XAG/USD crashes from $24.00 to $23.30 amid risky market
- The white metal is sharply down 2% on rising market sentiment.
- Tensions in Eastern Europe eased as Russia withdrew “some” troops as negotiations continued.
- XAG/USD Technical Outlook: Neutral biased but the path of least resistance is to the downside.
Silver (XAG/USD) is following in gold’s footsteps during the North American session, plunging off a 10-month-old downside resistance trendline towards the 100-day moving average (DMA), which sits at $23.20. At the time of writing, XAG/USD is trading at $23.38.
Geopolitical tensions between Russia, Ukraine and NATO are easing
On Tuesday, tensions between Russia and Ukraine appeared to ease after German Chancellor Olaf Scholz met with Russian President Vladimir Putin. Putin told reporters that talks with Scholz were factual.
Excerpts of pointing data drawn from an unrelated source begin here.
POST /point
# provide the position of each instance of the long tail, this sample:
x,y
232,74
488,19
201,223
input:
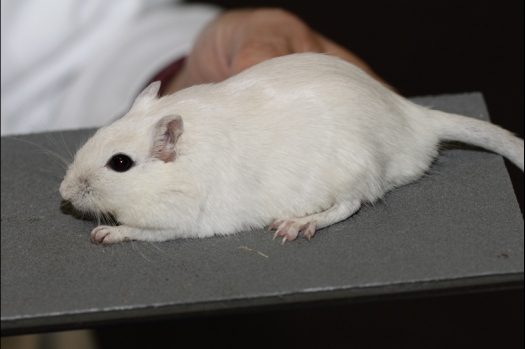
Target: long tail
x,y
483,134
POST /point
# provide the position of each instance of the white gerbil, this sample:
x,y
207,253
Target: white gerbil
x,y
296,142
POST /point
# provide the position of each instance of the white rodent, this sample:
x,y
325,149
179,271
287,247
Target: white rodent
x,y
297,143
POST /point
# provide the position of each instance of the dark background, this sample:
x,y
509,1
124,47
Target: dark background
x,y
420,48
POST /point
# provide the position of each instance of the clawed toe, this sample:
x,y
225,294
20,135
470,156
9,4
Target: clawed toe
x,y
290,229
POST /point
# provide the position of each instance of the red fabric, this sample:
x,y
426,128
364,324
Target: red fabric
x,y
167,73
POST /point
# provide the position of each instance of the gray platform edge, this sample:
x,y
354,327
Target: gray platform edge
x,y
83,319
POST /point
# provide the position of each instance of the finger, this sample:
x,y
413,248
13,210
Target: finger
x,y
255,53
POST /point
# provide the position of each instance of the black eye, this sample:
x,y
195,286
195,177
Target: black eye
x,y
120,163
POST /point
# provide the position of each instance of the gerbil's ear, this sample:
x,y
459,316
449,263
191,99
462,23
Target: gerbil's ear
x,y
149,93
165,134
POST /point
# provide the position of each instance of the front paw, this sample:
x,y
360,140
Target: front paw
x,y
106,235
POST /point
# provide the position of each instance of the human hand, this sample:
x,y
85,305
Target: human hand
x,y
239,39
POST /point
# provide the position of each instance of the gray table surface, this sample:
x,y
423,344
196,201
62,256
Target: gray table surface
x,y
459,226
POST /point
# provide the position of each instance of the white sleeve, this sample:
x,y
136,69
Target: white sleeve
x,y
70,64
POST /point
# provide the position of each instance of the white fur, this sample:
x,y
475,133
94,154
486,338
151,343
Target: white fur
x,y
292,137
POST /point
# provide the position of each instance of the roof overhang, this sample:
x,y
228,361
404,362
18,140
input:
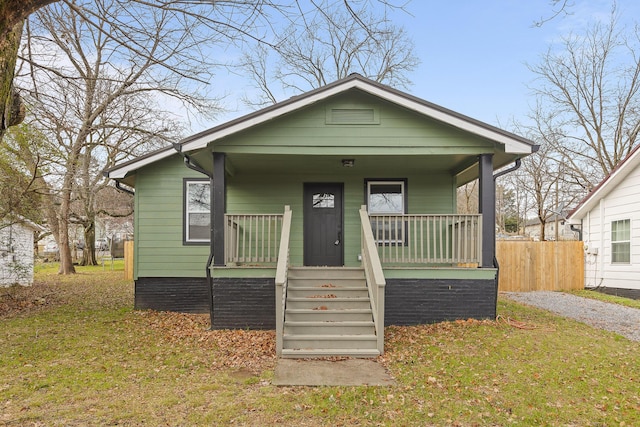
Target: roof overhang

The meeting came after the US press announced last Friday that, according to US officials, Russia’s invasion of Ukraine was “imminent.” At the same time, the Kremlin denied these allegations. In fact, earlier messages coming over the lines said that “some” Russian troops were returning home.
European and US stocks took this as a positive development in the region as all indices are trading in the green. Meanwhile, the US 10-year T-note yield is up four basis points to 2.035%, weighing on silver’s unyielding status.
Geopolitical matters aside, factors such as the US Federal Reserve’s tightening are keeping the unrelenting metal under selling pressure. On Monday, St. Louis President James Bullard reiterated his view that the Federal Reserve needs to hike 100 basis points before the July meeting. He also stressed that balance sheet shrinking could start in the second quarter and wants talks to start.
As of Tuesday, the FEDWATCH tool has a 100 percent chance of a 25 basis point rate hike, while there is a 57.9 percent chance of a 50 basis point rate hike. The Federal Reserve’s next meeting would be in March, but after the release of the US Consumer Price Index (CPI) in February, which could provide clues as to the possible outcome of unification.
Prices paid by manufacturers in the US are 0.6% yoy above estimates
Meanwhile, the Labor Department reported the Producer Price Index (PPI) for January, which was in line with the previous month and rose 9.7% yoy, higher than the estimated 9.1%. The so-called core PPI rose to 8.3% year-on-year, two-tenths lower than in December but higher than the 7.9% expected.
XAG/USD Price Prediction: Technical Outlook
XAG/USD fell around $1.00 during the overnight session on fundamental news, but a ten-month-old downtrend line in the $23.65-$70 range also exacerbated the downside, which stalled near the $23.00 level.
However, XAG/USD is neutrally biased. However, the path of least resistance is down and its first support would be the 100-DMA at $23.24. Violating the latter would reveal the confluence of the number and the 50-DMA at $23.00. Once this area gives way for USD buyers, the next challenge would be the daily low of February 3rd at $22.00.